Sunday, March 28, 2010 5:07 pm by M. in , , , ,    No comments
The Grand Rapids Press reviews Sheila Kohler's Becoming Jane Eyre:
Becoming Jane Eyre” by Sheila Kohler is the newest fictional account of one of the sisters. Kohler offers a spare, yet emotional vision of how Charlotte Brontë came to write “Jane Eyre,” the novel that gave Charlotte the success she craved yet feared. (Read more)
Kohler’s writing is emotional and taut, a case of less is more when it comes to description and drama. Every word counts, so readers must take time and invest their attention to the understated drama of both the book and Charlotte Brontë’s life. But it’s worth this focusing as Kohler brings Charlotte’s life alive with all it pathos and little dramas. Readers will believe what Kohler says because she seems to know the heart of the oldest surviving Bronte sister. (Ann Byle)
Zoë Heller chooses for the Wall Street Journal the Five Best Books on Sisters. Talking about Louisa May Alcott's Little Women:
Louisa May Alcott's novel may not be a great work of literature, but it has proved an enormously influential and salutary text for generations of young girls—as important in its way as "Jane Eyre" or "The Golden Notebook" in shaping ideas about womanhood.
The Ogden Standard-Examiner asks K. Silem Mohammad, associate professor in the English department at Southern Oregon University, about the best zombie movies:
"I Walked with a Zombie" (1943). "It's a personal favorite of mine," Mohammad said. "It's a beautiful, lyrical adaptation of 'Jane Eyre.' It's not really a zombie film, in the contemporary sense of brain-eating ghouls, it's more of a melodrama in which a character is turned into a brain-controlled zombie." (Becky Wright)
According to the Daily KOS, Gordon Brown has a prestigious precedent in the category of political mandatories and Heathcliff-wannabes. No less than Queen Victoria herself:
As a Queen, Victoria fashioned herself after Heathcliff from Emily Bronte’s "Wuthering Heights", but I find her more like Lady Honoria from Dickens’ novel "Bleak House"; arrogant, conceited and obsessed with her own reputation. (KAMuston)

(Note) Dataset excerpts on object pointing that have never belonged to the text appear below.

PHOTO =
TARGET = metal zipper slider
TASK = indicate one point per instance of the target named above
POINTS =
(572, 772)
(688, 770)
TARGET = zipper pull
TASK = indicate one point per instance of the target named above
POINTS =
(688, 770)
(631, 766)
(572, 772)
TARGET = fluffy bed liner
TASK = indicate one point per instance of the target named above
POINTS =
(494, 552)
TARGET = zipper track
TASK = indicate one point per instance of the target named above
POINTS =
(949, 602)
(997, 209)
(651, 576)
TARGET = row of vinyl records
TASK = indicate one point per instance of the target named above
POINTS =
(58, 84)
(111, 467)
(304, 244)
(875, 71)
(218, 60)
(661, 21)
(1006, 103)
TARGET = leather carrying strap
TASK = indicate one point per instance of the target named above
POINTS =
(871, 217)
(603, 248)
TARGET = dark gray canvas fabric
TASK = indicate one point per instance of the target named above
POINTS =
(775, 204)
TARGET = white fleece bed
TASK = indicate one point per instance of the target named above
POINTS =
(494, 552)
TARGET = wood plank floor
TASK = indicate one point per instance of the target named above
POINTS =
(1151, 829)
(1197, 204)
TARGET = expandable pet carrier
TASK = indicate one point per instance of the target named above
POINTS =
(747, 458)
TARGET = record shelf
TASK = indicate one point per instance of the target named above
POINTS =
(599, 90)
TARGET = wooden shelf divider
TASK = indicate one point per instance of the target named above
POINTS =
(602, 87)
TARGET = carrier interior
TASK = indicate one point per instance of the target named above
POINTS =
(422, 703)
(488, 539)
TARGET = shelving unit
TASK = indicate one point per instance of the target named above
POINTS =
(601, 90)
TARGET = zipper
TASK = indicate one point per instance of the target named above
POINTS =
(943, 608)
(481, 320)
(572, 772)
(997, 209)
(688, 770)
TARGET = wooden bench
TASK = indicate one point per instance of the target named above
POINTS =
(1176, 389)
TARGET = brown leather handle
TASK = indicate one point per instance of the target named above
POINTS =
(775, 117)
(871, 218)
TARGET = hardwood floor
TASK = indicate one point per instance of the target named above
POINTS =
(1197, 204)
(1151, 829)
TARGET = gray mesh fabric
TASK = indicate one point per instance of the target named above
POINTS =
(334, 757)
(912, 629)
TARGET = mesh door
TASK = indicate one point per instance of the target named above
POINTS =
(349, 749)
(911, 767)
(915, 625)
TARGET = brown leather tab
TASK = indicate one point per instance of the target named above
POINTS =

nolalibrarian chooses Jane Eyre as one of the ten most influential books on open salon:
2. Jane Eyre. Haven't read it for a while. One of the great feminist statement novels of all time--and really hot. They kiss for the first time and a bolt of lightning strikes the tree they are standing under!
Jane Eyre is around the blogosphere today: Blogging the Canon is reading Jane Eyre and Coltul Colectionarului reviews it in Romanian. Feather Pen and Ink has joined the Brontë-Along project due to her love for Charlotte Brontë's novel. On YouTube there's this speech (with some dramatized reading) about Wuthering Heights by Lindsey Jones, performed at the South Carolina Association of Christian Schools Junior & Senior High Fine Arts Festival.